Так что мой сын ментов не боялся. Более того, испытывал к ним определенное уважение. Как и все, смотрел сериалы по телевизору, а однажды, на полном серьезе, взял да заявил, что хочет в милицейскую академию поступить. Правда, потом таких заявлений он больше не делал. Но, повторюсь, относился он к людям со звездочками нормально, и в ситуации, когда ему предложили проехать, испугался не возможной провокации с подбрасыванием в рюкзак героина (как подумал бы, наверное, более искушенный в уличной жизни пацан), а того, что может вскрыться его отсутствие на последнем уроке.

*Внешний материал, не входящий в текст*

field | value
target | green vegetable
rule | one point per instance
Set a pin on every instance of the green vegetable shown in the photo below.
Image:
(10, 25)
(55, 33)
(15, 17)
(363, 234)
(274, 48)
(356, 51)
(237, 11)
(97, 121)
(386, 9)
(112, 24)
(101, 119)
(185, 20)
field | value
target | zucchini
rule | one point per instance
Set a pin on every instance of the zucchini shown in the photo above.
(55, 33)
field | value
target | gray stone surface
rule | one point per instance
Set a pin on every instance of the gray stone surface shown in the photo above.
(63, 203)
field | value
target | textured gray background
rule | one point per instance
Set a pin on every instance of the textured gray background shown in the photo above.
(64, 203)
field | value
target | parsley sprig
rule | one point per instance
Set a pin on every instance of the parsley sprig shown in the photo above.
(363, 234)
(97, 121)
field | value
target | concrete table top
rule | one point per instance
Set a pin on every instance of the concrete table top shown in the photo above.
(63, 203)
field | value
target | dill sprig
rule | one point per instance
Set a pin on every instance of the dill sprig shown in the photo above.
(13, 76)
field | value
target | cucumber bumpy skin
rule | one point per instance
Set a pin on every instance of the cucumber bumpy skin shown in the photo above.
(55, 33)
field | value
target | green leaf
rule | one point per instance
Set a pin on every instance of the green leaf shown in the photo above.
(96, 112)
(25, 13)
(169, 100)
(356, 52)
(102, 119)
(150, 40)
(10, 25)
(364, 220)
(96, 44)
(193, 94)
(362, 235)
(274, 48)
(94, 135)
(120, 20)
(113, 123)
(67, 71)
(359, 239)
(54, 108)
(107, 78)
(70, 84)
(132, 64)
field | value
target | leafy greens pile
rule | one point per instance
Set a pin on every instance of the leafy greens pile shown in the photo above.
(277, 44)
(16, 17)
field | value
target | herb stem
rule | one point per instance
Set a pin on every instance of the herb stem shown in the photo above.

Его посадили в машину, которая стояла неподалеку. Только сел – брызнули в лицо из баллончика, закрыли нос и рот тряпкой, и он лишился сознания. Очнулся в той комнате, где его потом и нашли. В этом помещении он содержался все время плена. Глаза были постоянно завязанными, даже есть приходилось на ощупь. Но уши ему никто не затыкал. Он слушал и старался запомнить. В последний день перед освобождением похитители много разговаривали между собой, и за базаром, что называется, не следили. На отдельных их репликах и основывался озвученный сыном неприятный для меня вывод.
Вывод, к которому я уже был морально готов.
…Час пролетел незаметно.
– Я во дворе, – сообщил Степа.
Он припарковался недалеко от джипа с моей охраной. Когда я вышел из дома, старший группы охраны поспешно выскочил мне навстречу, а двое других высунулись из приоткрытых дверей внедорожника.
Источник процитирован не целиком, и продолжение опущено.